Schädlinge entwickeln Resistenz gegen Monsanto-Genbaumwolle

Die Taz berichtet von einem Schädling, der eine Resistenz gegen Giftproduzierende Genbaumwolle der Firma Monsanto entwickelt hat:

Die betroffene Sorte Bollgard produziert aufgrund gentechnischer Veränderungen einen speziellen Giftstoff, der unter anderem die gefürchtete Rosarote Baumwollkapselraupe abtöten soll. Doch in vier von neun Bezirken des Bundesstaates Gujarat ist die Raupe seit vergangenem Jahr resistent gegen dieses Gift.

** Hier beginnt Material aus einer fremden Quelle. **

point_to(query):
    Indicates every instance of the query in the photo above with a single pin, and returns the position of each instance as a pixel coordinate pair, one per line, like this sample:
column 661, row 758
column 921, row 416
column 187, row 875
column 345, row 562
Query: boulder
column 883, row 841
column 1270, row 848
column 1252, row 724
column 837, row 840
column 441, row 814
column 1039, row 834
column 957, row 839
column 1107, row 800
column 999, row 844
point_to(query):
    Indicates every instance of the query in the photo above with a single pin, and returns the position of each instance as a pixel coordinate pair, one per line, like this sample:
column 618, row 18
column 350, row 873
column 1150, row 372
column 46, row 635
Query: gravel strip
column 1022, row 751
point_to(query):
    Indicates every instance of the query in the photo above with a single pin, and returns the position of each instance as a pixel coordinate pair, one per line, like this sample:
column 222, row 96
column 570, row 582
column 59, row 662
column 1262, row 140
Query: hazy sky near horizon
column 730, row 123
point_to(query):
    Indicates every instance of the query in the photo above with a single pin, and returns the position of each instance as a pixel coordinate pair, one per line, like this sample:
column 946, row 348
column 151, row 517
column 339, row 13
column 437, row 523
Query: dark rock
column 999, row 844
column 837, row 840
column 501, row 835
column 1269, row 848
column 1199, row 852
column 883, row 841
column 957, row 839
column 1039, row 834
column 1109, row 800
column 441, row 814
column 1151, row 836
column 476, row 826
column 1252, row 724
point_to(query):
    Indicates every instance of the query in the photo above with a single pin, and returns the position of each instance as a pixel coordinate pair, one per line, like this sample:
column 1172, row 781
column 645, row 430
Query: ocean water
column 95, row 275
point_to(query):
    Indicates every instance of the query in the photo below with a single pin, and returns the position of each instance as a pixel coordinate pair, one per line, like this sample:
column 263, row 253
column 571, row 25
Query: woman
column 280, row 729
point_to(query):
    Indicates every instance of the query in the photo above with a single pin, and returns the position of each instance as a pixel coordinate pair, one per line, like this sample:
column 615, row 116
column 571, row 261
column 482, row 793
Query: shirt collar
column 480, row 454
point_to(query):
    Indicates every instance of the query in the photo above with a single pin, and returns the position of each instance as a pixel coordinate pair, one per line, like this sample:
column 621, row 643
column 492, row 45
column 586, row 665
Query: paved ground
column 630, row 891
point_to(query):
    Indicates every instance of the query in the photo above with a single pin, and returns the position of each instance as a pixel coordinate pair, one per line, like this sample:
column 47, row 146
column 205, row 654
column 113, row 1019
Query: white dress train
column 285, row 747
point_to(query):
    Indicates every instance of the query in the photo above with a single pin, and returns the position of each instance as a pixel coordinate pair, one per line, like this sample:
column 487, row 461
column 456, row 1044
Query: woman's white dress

Das geht aus einem Bericht von Monsanto und dem zentralen Institut für Baumwollforschung hervor, der der zuständigen Gentechnikkommission seit Kurzem vorliegt.

(…)

Seit acht Jahren wird die Bollgard-Baumwolle in Indien angebaut. Wie auch bei dem in Deutschland umstrittenen Genmais MON 810 handelt es sich um eine sogenannte Bt-Pflanze: Aufgrund eines eingebauten Gens, das ursprünglich aus Bakterien der Gattung Bacillus thuringiensis (Bt) stammt, produziert sie einen bakterientypischen Giftstoff. Bisher starb die Rosarote Baumwollkapselraupe nach Fressen dieses Gifts.

Eine Lösung für das jetzt entstandene Bollgard-Problem will Monsanto bereits parat haben: Bollgard II. Diese in den USA seit 2002 verkaufte Baumwollsorte ist eine Weiterentwicklung, die nicht nur das Bollgard-Gift produziert, sondern noch einen weiteren, ähnlichen Stoff. Mit dieser neueren Variante sei das Resistenzproblem in Indien gelöst, glaubt Monsanto-Sprecher Andreas Thierfelder: "Diese Sorte bietet nicht nur eine breitere Wirksamkeit, durch den zusätzlichen Giftstoff sinkt auch die Wahrscheinlichkeit, dass Resistenzen auftreten."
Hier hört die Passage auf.